The Lambda operator *can* be incorporate *seamlessly* into any of these
languages provided you recognize the continuation for what it really is: an
infinitary lambda expression (i.e. an expression with an infinitary parse
tree.) So, for instance, the cyclic statement (while (E) S) followed by a
continuation Q would correspond to the infinitary expression E? (S (E? S (E? S
(...) Q) Q) Q, which is called "rational" since it has only a finite number of
distinct subexpressions. A goto label is simply a label of a subexpression,
and a goto statement is just a compact reference to the labelled
subexpression.


This works quite well with continuation semantics, since the call and return
are already factored out by the time you get to this semantics. All you have
are jumps. So, I won't belabor how you represent calls and returns in
continuation form.


The correspondence goes all the way back to Landin, via the following
equivalence for assignments to simple variables (x = A, Q) <-> (lambda x.Q) A,
where Q is a continuation. But Landin never incorporated the above-mentioned
insight on cyclic control-flow structures, so the whole programme languished
in the 1960's.


Ultimately, the correspondence is of the following form: to each statement S
is a context S[] (i.e. an infinitary expression with a missing subexpression)
such that S[Q] is the result of applying Q after executing S. Thus, for
instance, the context corresponding to the simple assignment statement x = A
is just (lambda x.[]) A.


But the non-trivial part: the type system, the objects residing within it and
pointers. What's non-trivial about is what goes on with the object-subobject
hierarchy; i.e. what does lambda V[I].Q mean, for instance, for the I element
of the vector V? There is, in fact, an facility native to the lambda calculus
for addressing this very issue; the equivalence
      lambda V[I].Q = (V[I] = [], Q)
      = (V = (lambda J.(I == J? []: V[J])), Q)
      = (lambda V.Q) (lambda J.(I == J? []: V[J]))
which effectively treats the structured object as a function applied to its
"designators" (here, the index [I]) and the assignment as a partial update to
the function itself.


A good translation method will be one that treats *all* instances equivalent
to this type of statement the same (no matter whether they come from an
assignment to a designated subobject or not) while avoiding any unnecessary
structure-wide copying of unchanged elements.

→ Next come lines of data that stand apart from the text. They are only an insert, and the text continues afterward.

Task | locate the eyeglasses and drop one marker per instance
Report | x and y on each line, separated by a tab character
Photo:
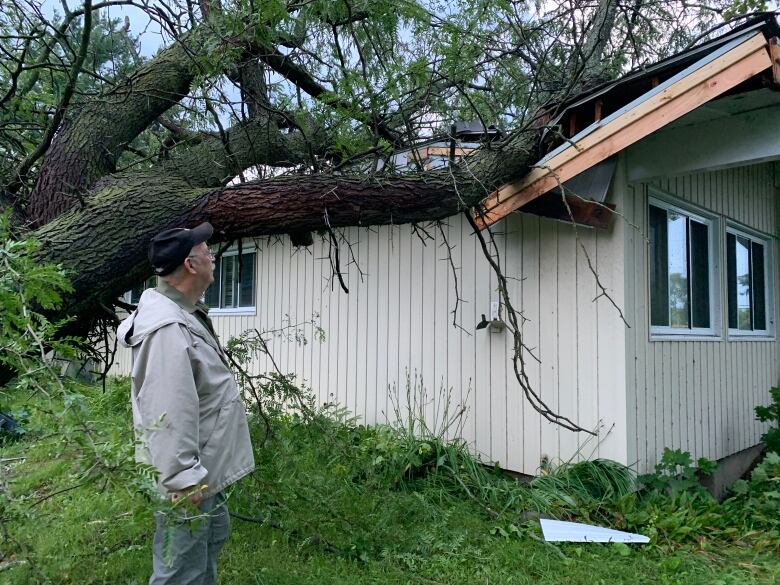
209	255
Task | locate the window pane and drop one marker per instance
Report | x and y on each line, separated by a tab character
228	284
247	281
759	287
211	298
700	275
731	278
678	270
135	294
659	268
744	317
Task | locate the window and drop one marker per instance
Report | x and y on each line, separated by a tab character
681	271
746	262
234	282
134	294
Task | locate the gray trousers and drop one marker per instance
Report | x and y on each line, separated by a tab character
186	544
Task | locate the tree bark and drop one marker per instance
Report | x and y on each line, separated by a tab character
103	242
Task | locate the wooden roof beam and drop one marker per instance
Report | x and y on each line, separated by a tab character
580	211
622	129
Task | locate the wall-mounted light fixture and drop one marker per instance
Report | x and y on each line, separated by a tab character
495	324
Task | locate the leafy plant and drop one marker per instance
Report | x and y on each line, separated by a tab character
676	473
771	414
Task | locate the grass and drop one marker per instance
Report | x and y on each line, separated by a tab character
341	503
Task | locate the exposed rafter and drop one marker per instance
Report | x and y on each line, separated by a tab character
706	79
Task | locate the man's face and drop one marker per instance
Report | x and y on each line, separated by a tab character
202	262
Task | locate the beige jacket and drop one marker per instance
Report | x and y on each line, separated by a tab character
189	416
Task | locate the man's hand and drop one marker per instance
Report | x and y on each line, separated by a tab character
194	494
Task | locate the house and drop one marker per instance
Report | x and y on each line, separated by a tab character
656	328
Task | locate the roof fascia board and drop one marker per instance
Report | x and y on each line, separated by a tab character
704	80
649	95
649	70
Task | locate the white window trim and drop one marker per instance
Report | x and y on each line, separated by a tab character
669	202
767	334
250	309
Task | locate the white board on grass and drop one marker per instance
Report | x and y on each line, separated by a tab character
559	531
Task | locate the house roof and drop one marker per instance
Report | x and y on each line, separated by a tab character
677	85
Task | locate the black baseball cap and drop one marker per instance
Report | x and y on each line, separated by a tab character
169	248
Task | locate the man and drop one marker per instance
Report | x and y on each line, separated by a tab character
188	413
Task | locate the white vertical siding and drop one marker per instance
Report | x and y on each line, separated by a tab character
396	324
697	395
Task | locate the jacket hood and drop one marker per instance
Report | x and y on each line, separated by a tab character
154	311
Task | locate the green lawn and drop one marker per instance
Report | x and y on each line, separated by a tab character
337	510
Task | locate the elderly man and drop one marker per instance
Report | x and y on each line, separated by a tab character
187	410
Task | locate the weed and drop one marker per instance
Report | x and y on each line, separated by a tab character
771	414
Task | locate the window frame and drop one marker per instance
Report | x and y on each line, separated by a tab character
247	310
736	229
150	282
714	332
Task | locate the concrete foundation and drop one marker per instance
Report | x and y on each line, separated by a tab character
729	470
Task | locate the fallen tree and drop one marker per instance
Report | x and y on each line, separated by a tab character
328	91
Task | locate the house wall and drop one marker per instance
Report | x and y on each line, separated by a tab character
396	324
697	395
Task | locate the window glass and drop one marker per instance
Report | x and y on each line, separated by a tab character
680	270
246	295
211	298
679	307
746	282
234	282
135	292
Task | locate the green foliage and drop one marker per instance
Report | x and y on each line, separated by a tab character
327	514
677	473
771	414
27	290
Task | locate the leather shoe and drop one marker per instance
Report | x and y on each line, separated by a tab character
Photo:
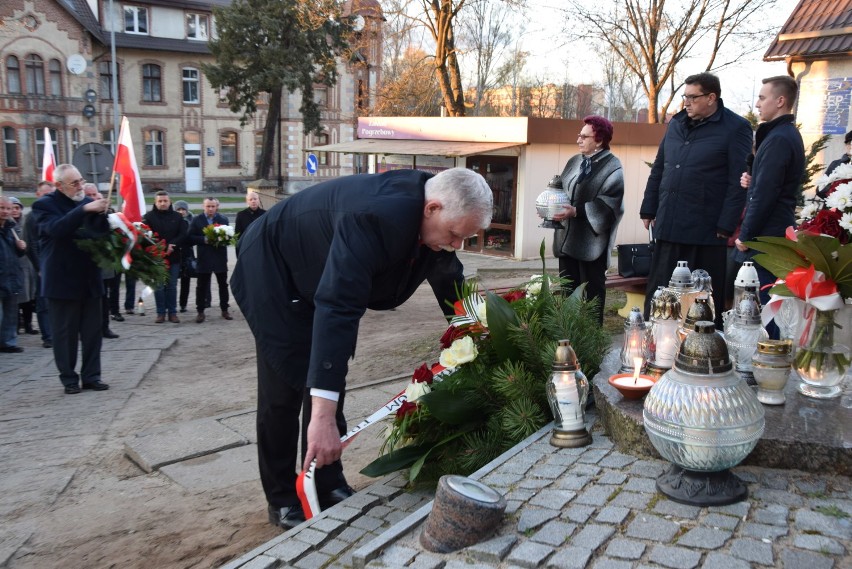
286	517
335	497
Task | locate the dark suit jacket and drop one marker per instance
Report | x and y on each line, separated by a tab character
336	249
67	272
210	259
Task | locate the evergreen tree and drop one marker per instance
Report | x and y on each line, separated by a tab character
266	46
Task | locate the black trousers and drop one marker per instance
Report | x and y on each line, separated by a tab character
593	273
70	320
278	407
711	258
202	290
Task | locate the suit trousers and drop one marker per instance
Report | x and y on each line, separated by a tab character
69	320
593	273
278	407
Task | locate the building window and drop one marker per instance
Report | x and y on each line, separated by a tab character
109	140
135	20
154	148
196	26
35	75
10	148
151	85
105	71
228	149
54	139
13	75
190	85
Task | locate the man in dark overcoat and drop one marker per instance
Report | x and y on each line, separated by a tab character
307	272
70	280
211	260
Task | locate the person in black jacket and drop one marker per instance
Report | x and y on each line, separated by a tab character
693	196
307	272
167	224
779	164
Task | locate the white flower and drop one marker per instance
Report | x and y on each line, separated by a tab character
415	391
846	222
841	197
461	351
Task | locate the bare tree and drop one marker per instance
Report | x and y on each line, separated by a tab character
653	37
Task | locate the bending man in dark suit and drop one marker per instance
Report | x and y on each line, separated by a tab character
307	272
70	280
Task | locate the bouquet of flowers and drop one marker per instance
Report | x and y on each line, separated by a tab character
132	248
219	235
497	357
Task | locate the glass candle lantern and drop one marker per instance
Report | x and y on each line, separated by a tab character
634	341
742	334
771	367
567	391
550	202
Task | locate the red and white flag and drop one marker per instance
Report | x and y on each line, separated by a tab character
130	186
48	160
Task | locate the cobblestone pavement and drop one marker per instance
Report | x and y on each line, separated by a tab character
588	507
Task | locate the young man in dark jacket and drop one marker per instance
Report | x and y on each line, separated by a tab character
168	225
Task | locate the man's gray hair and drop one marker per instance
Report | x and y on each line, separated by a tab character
462	193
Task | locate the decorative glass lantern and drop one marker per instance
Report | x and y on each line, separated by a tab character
567	391
704	419
634	341
662	340
743	332
772	367
550	202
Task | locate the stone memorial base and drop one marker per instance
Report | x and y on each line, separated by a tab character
805	434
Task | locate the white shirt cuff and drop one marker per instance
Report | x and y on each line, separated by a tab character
325	394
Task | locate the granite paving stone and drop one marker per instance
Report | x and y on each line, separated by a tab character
753	550
592	536
529	554
654	528
704	538
570	558
625	548
674	557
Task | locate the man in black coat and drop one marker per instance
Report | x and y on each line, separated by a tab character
307	272
70	280
211	260
168	225
693	196
779	165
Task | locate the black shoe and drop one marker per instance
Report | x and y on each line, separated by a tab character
335	497
286	517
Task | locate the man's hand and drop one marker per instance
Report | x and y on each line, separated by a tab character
97	206
323	436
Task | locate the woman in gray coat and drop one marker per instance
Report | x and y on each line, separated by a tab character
594	182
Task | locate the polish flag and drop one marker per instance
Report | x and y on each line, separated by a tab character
130	187
48	160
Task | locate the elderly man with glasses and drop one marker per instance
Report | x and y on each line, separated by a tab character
693	198
71	281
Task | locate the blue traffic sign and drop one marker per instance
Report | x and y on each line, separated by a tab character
311	163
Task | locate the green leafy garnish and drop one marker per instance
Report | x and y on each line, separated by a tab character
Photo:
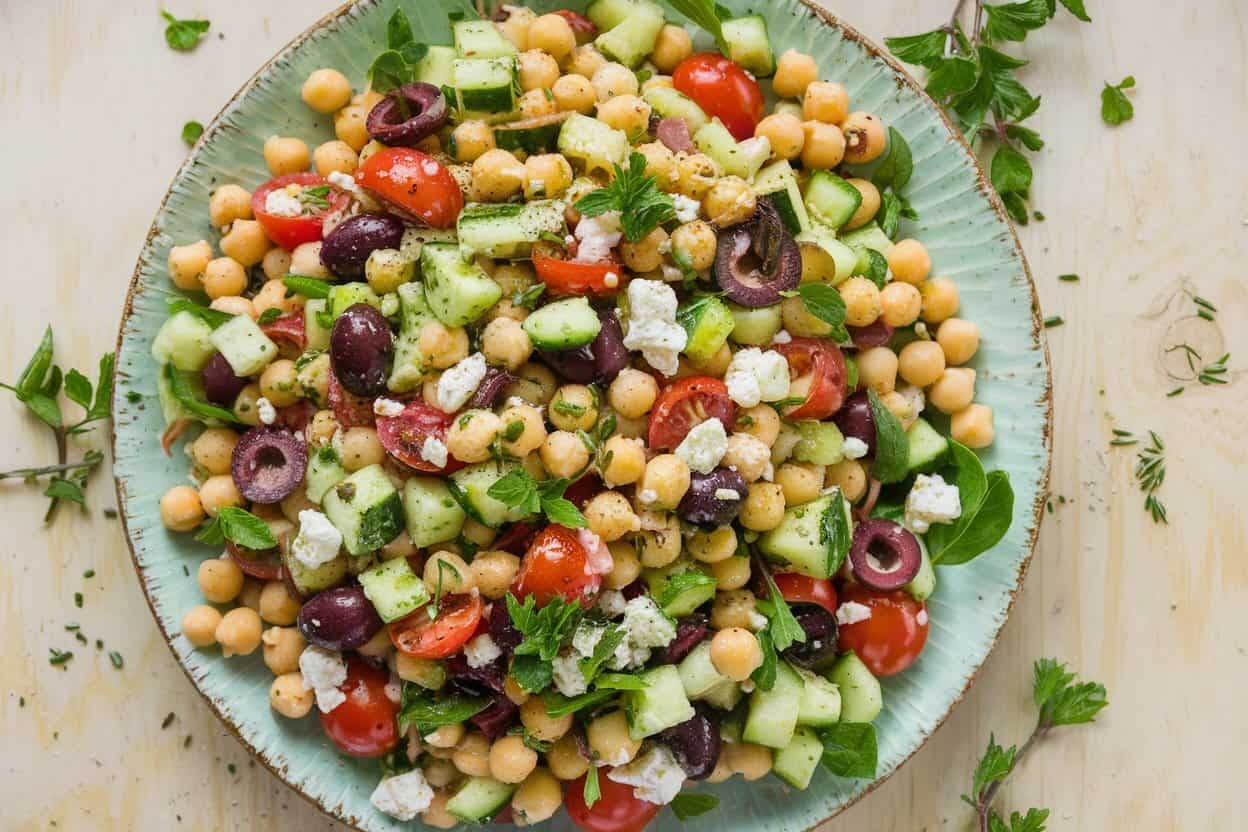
637	196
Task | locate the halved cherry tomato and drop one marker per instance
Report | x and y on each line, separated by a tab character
363	725
820	367
617	810
403	435
723	89
685	403
569	277
554	566
424	638
413	183
892	636
290	232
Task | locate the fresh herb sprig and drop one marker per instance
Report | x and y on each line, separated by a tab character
1060	700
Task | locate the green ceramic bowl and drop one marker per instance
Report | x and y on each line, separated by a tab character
964	227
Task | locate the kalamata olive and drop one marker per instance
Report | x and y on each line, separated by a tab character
694	744
690	631
758	260
347	247
709	503
407	115
819	649
268	464
361	349
221	386
855	419
884	555
338	619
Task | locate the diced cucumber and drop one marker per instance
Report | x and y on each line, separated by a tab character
748	44
929	450
393	589
432	512
563	324
736	159
508	231
658	706
861	696
243	344
593	144
632	39
184	341
799	543
325	472
481	39
778	183
820	700
708	321
773	715
409	363
366	509
479	798
831	200
457	291
755	327
796	762
468	485
668	102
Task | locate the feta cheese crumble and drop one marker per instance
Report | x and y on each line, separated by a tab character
652	324
755	376
323	671
704	445
931	500
317	541
404	796
458	383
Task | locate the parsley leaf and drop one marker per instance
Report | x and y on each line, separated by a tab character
637	196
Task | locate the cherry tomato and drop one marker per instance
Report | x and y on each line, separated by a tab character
685	403
617	810
403	435
892	638
365	724
554	566
723	89
569	277
424	638
820	367
290	232
413	183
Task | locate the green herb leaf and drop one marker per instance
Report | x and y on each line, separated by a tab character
850	749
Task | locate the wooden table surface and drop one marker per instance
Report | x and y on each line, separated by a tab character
92	104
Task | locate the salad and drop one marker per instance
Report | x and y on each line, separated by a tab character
575	427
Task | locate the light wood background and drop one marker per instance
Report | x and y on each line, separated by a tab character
92	102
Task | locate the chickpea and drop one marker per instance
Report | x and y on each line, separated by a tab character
824	145
219	492
850	477
865	137
229	203
186	263
238	631
695	241
795	71
940	299
609	739
246	242
972	425
200	625
361	448
954	391
574	94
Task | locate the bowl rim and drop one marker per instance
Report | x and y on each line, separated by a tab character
982	183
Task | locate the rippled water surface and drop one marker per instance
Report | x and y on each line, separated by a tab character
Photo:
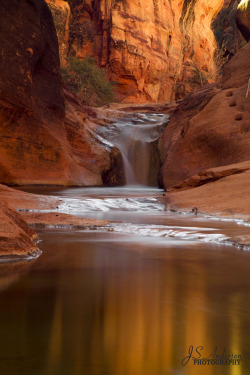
127	299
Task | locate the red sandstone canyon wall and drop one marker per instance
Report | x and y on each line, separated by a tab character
156	50
45	136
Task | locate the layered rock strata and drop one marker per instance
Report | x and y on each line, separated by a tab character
155	50
211	127
44	138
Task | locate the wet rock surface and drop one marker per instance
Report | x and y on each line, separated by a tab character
16	238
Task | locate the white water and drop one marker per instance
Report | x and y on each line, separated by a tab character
134	136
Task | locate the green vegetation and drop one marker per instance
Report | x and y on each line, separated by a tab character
86	79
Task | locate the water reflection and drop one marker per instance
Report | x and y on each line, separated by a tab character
125	309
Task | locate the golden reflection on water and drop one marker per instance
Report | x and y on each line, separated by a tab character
107	310
142	320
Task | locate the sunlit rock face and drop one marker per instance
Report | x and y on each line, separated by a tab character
44	139
243	18
210	128
61	15
156	50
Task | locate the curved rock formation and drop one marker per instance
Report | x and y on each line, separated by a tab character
40	141
211	127
156	50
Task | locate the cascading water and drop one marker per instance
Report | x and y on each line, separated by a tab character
136	137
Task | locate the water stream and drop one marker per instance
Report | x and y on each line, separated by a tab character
136	137
129	298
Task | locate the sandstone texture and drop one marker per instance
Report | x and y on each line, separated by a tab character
46	136
227	34
211	127
16	238
155	50
243	18
222	191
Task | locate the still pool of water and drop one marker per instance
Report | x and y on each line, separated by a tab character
128	301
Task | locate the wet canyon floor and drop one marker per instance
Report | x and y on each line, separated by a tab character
130	298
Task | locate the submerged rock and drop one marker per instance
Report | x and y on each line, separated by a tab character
16	238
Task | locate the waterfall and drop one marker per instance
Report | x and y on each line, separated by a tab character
136	136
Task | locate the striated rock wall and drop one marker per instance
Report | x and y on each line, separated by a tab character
210	128
243	18
16	238
156	50
44	139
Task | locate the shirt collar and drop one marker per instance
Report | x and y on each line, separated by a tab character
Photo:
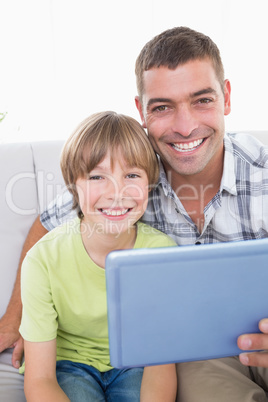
228	181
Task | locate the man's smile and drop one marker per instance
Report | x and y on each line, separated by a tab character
187	146
114	212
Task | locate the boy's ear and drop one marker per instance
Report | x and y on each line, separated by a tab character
227	97
139	107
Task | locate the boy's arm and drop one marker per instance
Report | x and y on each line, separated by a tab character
9	323
159	384
40	381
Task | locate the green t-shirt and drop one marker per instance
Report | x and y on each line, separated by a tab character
64	294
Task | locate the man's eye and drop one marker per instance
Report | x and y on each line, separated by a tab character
161	108
205	100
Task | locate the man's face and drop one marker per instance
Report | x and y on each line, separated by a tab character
183	111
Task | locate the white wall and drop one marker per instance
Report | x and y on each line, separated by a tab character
62	60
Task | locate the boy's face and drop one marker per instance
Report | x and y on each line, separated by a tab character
112	200
183	110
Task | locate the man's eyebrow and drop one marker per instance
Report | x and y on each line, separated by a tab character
203	92
157	100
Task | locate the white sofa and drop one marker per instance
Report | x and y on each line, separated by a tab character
30	178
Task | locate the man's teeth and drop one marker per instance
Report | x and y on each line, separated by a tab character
183	147
114	212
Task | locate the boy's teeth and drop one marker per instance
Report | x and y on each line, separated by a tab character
114	212
187	146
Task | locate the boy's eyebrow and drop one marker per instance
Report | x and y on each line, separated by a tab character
204	91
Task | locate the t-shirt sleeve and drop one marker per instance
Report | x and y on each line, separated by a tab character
58	211
39	317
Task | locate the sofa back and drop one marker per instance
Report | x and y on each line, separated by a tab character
30	178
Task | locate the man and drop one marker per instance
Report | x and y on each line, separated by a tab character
212	187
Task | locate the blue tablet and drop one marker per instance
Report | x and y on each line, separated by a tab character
186	303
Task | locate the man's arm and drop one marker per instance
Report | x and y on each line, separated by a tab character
10	322
255	342
159	384
40	383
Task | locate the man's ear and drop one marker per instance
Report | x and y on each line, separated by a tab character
227	97
139	107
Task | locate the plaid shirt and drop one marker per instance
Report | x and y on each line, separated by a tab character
239	211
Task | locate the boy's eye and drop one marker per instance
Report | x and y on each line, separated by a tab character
95	177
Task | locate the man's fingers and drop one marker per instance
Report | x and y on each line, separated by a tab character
255	342
259	359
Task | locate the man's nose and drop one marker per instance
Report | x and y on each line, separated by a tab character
184	121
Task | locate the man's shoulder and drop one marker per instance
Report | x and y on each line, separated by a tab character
148	233
245	147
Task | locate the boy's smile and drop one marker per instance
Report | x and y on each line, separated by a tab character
115	193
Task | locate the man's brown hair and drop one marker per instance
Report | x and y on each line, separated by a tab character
175	47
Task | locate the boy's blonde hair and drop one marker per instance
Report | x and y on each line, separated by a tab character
98	134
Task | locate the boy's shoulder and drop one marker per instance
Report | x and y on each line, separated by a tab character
58	235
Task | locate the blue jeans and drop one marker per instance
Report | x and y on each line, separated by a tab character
83	383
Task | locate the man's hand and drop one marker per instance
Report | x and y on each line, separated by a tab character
10	338
255	342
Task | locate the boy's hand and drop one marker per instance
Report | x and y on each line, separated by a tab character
255	342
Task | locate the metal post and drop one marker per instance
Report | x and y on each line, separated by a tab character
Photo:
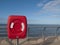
43	34
17	42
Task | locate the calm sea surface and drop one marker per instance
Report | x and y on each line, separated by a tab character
35	30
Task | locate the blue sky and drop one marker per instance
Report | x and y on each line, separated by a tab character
36	11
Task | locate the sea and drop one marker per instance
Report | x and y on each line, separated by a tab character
35	30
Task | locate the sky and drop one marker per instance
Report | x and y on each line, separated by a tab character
36	11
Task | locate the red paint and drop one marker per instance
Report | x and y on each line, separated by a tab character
17	27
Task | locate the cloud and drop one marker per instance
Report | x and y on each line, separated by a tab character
51	7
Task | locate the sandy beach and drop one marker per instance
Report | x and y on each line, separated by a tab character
31	41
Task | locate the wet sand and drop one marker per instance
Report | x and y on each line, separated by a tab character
32	41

A proper account of how pointers fit into this meshes completely with the
question of how the inheritance and object/subobject hierarchies are defined
in the language. To each object type T, the corresponding pointer operator *
is actually a universal object (i.e. the type-cast pointer operator *(T *)) so
that if P is a pointer variable, then P is the designator that bears the same
relation to *P that the index I bears to component V[I]. This fits snugly into
the type/subtype hierarchy in such a way that if T' is a derived from T, then
the operator *(T' *) is a subobject of *(T *).